Turisas-yes she will still be entitled to her pension payments- she will need to make arrangements to have them transferred , by the normal financial transaction route (forex etc).

Good advice Adam...just wondering if you have an idea of the newer processing times for each of the Parent visas? they definitely seem to be speeding up on them which is good news


----------



## Adam Grey (Nov 8, 2013)

shingle said:


> Good advice Adam...just wondering if you have an idea of the newer processing times for each of the Parent visas? they definitely seem to be speeding up on them which is good news


Sorry, all the recent applications I've seen have been the Contributory versions so I can't comment on the others. Personally I think the DIBP just really want that 2nd stage VAC as soon as possible for their budget!


----------



## Turisas (Nov 12, 2013)

Hi Adam,

Thank you for your response. 

You mentioned "he still needs to be the parent of a settled Australian Citizen/PR and meet the Balance Of Family test." and got a bit confused by that. Can you clarify that my mother in law is eligible as I am indeed an Australian citizen and my wife is here on a 820 visa (not that it matters). 

The Partner Migration booklet defines the relationship requirement as "An applicant for any parent visa must be a parent or a step-parent of a settled Australian Citizen, Australian permanent resident or eligible New Zealand citizen".

My wife is an only child so no issues regarding the Balance of Family.

Cheers for the heads up regarding the need to have the funds ready for the second VAC.


----------



## Turisas (Nov 12, 2013)

Shingle thanks for clarifying pension and transfer psrt .


----------



## CollegeGirl (Nov 10, 2012)

Turisas said:


> Hi Adam,
> 
> Thank you for your response.
> 
> ...


Turisas, your mother in law is not a parent of an Australian Permanent Resident or Citizen yet.

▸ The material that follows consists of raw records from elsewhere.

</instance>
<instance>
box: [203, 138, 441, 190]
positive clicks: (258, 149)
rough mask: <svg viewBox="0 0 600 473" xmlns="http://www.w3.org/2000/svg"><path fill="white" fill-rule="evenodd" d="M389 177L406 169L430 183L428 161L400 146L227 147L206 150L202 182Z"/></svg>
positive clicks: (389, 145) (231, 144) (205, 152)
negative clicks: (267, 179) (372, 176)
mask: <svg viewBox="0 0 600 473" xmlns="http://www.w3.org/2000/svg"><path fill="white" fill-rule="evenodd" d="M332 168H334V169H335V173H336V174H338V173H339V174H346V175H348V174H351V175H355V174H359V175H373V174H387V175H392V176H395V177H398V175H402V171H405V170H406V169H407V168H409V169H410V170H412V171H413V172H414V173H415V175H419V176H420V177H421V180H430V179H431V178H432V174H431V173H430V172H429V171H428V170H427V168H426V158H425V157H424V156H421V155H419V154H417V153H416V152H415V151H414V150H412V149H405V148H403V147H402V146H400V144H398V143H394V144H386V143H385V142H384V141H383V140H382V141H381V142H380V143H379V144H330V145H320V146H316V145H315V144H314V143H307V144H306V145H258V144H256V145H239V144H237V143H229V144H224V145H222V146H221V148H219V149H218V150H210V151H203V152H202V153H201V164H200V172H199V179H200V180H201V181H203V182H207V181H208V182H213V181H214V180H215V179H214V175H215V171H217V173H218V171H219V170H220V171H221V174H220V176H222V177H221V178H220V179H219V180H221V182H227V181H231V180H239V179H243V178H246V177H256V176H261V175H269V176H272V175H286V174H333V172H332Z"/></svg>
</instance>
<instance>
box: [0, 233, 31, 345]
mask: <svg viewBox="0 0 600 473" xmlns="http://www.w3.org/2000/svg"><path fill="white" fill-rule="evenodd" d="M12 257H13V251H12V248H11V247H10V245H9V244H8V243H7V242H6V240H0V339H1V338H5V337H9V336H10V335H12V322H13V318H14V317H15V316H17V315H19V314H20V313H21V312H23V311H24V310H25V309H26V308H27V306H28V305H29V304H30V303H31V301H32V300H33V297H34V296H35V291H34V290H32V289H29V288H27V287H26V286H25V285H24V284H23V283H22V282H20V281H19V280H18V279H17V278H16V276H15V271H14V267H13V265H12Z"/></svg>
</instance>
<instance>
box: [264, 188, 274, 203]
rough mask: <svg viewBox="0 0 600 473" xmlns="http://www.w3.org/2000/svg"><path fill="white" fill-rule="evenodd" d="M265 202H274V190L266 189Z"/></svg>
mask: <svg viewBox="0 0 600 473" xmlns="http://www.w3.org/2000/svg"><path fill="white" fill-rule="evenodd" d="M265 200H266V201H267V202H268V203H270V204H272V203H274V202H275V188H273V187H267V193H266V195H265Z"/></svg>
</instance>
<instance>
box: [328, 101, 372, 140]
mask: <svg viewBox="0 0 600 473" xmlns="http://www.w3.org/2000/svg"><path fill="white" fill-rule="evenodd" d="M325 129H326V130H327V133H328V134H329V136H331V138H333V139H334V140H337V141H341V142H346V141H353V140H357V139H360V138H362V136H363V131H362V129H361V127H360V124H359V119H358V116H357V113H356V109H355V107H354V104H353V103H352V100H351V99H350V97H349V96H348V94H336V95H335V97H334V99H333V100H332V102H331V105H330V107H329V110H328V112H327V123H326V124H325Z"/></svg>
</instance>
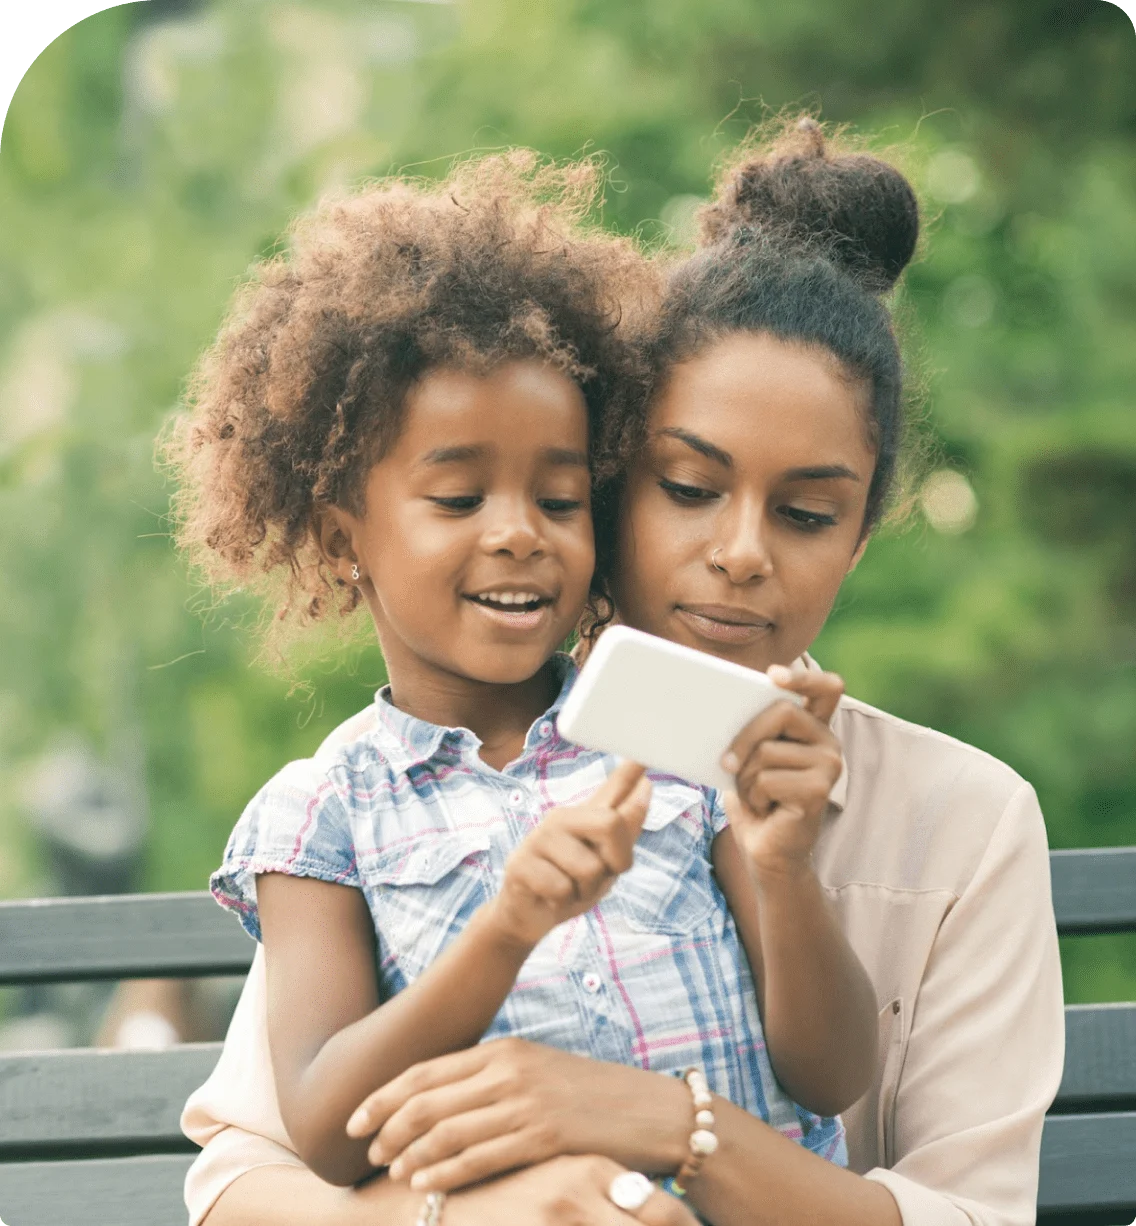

You can't sponsor her until your wife goes from 820 to 801 (801 is Permanent Residency), which will be two years after your wife applied for her 820.


----------



## Adam Grey (Nov 8, 2013)

Hi Turisas,

"Step-Parent" would be in relation to her spouse/partner's children. 

As CollegeGirl states she would not be eligible until your wife becomes a PR. Your wife would also need to be 'settled' in Australia (generally taken as having legally lived in Australia for at least 2 years, but there's various other aspects that can shorten the period)


----------



## Turisas (Nov 12, 2013)

Ah you guys are right, I've confused step with in-law! Glad you guys caught this before I sent the application off. Will review the situation when my wife becomes a PR.

Thanks again for the help.


----------



## Adam Grey (Nov 8, 2013)

It's easily done because it's really not the clearest criteria, catches out quite a few people.

Good luck with the future application,


----------